‘It’s Hell for the Fish’: The US Has a Billion-Dollar Plan to Halt a Carp Invasion
Officials are weaponizing Midwest waterways to prevent a disruption of the region’s fishing industry.
Jumping carp in the Fox River.
Photographer: Ryan Hagerty/USFWS
Standing on a windy bridge over the Des Plaines River in Joliet, Illinois, Scott Whitney shows off a diagram of what he calls the gauntlet. Pictured is a half-mile-long underwater obstacle course for fish that runs upstream toward Lake Michigan. A curtain of turbulent bubbles is followed by a bank of speakers emitting ear-splitting noise, then a wall of electrified water and finally a navigation lock designed to flush downstream any organisms that make it that far. “It’s hell for the fish,” says Whitney, chief of the project management branch for the US Army Corps of Engineers’ Rock Island District.

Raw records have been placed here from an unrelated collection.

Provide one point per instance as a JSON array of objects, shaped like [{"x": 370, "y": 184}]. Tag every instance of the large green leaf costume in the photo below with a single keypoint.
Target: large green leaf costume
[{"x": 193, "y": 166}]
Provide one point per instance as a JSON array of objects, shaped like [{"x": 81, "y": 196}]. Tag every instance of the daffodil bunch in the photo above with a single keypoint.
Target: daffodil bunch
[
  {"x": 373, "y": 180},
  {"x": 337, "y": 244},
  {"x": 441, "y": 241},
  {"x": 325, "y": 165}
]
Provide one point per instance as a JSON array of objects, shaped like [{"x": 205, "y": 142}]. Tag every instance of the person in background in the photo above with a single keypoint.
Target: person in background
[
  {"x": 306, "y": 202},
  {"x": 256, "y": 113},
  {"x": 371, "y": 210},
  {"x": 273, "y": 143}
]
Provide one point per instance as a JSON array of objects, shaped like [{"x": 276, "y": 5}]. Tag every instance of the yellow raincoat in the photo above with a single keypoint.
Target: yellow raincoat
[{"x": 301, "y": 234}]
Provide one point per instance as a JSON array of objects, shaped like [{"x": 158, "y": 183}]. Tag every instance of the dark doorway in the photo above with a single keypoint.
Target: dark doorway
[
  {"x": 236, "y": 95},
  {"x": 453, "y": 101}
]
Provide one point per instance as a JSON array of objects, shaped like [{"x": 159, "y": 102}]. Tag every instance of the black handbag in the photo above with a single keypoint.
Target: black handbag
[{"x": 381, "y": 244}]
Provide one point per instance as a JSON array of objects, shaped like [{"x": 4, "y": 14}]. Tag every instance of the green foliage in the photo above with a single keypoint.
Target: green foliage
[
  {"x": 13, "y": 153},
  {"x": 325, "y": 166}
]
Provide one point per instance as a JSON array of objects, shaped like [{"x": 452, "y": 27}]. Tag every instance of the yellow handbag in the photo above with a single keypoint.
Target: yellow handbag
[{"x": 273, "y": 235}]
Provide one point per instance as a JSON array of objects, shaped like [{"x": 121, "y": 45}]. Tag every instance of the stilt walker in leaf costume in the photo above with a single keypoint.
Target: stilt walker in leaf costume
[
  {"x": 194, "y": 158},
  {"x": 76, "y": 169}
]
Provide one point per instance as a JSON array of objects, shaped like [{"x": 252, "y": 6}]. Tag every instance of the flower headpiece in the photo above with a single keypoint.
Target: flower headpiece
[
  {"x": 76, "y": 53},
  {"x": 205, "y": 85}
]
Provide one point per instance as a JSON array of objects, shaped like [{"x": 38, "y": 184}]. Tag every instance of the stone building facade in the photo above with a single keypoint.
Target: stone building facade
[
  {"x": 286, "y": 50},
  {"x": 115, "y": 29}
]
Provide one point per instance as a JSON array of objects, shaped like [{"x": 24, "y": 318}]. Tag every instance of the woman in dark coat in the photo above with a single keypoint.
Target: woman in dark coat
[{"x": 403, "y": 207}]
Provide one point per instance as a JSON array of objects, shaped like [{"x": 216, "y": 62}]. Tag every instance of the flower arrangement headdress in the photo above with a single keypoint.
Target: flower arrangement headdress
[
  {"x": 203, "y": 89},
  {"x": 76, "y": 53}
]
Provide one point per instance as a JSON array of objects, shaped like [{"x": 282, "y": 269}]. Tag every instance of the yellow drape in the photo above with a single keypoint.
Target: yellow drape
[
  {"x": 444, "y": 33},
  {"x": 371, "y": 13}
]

He’s focused on one in particular: invasive carp, which have menaced Midwest rivers for decades. Whitney’s gauntlet—officially known as the Brandon Road Interbasin Project at the Brandon Road Lock and Dam—aims to stop the carp from getting any closer to Lake Michigan. Scientists deem this spot the fish’s likeliest entry point into the Great Lakes and its fishing industry, which the Great Lakes Fishery Commission values at $5.1 billion annually. The Corps plans to start building the BRIP in January at a cost of $1.15 billion, with Illinois, Michigan and the federal government splitting the tab.